Il est évident que nous devons faire connaître à Dieu toutes nos requêtes (Ph 4 :6), mais l’évangile de la prospérité met un accent si fort sur les désirs de l’homme qu’il peut en résulter des prières égoïstes, creuses, superficielles qui ne glorifieront pas Dieu. Cette façon de percevoir la prière, associée à ce qui a été dit plus haut de la foi, pourrait faire croire que l’on peut manipuler Dieu. Essayer serait bien futile ! Que l’on est loin du « Que ta volonté soit faite. »
Dieu ne répond pas aux requêtes égoïstes qui déshonorent son nom.
Un faux évangile
A la lumière des Écritures, l’évangile de la prospérité est fondamentalement faux.

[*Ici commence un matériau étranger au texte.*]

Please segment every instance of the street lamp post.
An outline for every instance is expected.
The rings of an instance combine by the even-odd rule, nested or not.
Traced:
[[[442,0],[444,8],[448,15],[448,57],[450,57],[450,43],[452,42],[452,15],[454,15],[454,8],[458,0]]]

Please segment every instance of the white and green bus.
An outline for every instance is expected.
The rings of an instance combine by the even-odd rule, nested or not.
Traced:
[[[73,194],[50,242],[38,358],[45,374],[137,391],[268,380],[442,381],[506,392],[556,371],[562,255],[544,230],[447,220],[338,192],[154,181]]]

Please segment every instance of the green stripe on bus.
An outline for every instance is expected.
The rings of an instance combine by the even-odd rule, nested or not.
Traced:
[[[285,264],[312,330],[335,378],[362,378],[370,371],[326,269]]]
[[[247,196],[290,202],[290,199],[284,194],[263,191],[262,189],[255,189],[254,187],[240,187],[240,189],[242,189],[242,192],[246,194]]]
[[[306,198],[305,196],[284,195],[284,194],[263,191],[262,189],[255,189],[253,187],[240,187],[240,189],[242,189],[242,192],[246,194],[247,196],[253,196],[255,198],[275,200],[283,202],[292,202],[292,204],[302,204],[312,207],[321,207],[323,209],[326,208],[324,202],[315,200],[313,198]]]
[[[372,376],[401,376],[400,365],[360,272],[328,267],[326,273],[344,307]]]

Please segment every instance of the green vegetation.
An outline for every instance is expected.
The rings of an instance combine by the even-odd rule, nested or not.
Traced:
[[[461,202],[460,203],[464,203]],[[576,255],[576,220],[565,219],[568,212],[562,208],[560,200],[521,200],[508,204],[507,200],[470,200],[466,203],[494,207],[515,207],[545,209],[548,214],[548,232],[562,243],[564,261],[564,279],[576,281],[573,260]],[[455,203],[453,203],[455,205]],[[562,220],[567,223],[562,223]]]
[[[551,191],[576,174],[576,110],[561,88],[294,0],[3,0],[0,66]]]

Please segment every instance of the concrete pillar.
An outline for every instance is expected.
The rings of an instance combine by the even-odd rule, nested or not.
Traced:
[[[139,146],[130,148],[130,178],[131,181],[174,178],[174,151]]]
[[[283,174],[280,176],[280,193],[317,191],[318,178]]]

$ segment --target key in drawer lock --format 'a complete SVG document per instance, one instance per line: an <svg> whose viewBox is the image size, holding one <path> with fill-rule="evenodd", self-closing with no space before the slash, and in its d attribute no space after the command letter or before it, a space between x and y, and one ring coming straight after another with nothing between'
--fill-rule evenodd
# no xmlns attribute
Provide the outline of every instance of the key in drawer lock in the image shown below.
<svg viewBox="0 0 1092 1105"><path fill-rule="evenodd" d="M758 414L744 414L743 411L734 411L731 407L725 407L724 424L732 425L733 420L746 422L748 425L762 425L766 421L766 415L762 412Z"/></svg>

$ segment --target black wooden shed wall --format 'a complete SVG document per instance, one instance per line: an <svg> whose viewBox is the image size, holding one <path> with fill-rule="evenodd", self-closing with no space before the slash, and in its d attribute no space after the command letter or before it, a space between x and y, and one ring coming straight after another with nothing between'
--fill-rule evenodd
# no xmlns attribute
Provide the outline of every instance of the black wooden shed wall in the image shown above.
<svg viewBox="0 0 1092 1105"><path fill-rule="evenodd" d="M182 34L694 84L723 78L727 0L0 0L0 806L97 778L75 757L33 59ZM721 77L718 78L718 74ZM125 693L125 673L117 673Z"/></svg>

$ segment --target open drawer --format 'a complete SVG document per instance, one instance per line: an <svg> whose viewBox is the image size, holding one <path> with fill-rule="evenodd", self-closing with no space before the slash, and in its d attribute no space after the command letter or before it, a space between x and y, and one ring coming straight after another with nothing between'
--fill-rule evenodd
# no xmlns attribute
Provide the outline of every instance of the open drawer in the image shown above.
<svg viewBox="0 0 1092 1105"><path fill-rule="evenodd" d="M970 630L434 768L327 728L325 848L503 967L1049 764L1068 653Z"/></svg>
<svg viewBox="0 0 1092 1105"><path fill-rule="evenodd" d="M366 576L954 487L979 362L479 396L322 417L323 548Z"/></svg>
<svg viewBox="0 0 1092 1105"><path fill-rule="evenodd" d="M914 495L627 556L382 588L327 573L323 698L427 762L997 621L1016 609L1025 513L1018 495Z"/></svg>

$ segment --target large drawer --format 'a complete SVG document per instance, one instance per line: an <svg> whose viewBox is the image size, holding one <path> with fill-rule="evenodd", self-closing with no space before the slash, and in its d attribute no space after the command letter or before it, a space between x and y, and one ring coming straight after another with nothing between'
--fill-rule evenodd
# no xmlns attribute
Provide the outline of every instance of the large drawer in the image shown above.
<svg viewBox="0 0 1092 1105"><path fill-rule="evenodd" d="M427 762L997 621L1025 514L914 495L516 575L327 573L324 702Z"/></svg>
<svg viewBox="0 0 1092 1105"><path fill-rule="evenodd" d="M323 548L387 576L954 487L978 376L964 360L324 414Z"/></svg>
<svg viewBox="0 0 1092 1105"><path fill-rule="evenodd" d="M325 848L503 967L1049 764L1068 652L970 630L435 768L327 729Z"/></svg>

La relation entre l’homme et Dieu est perçue d’une manière complètement erronée. Autrement dit, si l’évangile de la prospérité est vrai, la grâce devient obsolète, Dieu n’a plus d’importance, et l’homme devient la mesure de toute chose. Que ce soit pour l’Alliance conclue avec Abraham, le sacrifice de Christ, les dons, la foi ou encore la prière, la relation qui existe entre Dieu et l’homme est définie comme un échange de bons procédés, une sorte de donnant-donnant. En 1990, James Goff écrit dans Christianity Today que Dieu est « réduit à un simple groom cosmique pourvoyant aux besoins et désirs de sa création. »
Cette façon de percevoir la relation qui existe entre Dieu et l’homme est profondément inadéquate et va à l’encontre de ce que dit la Bible.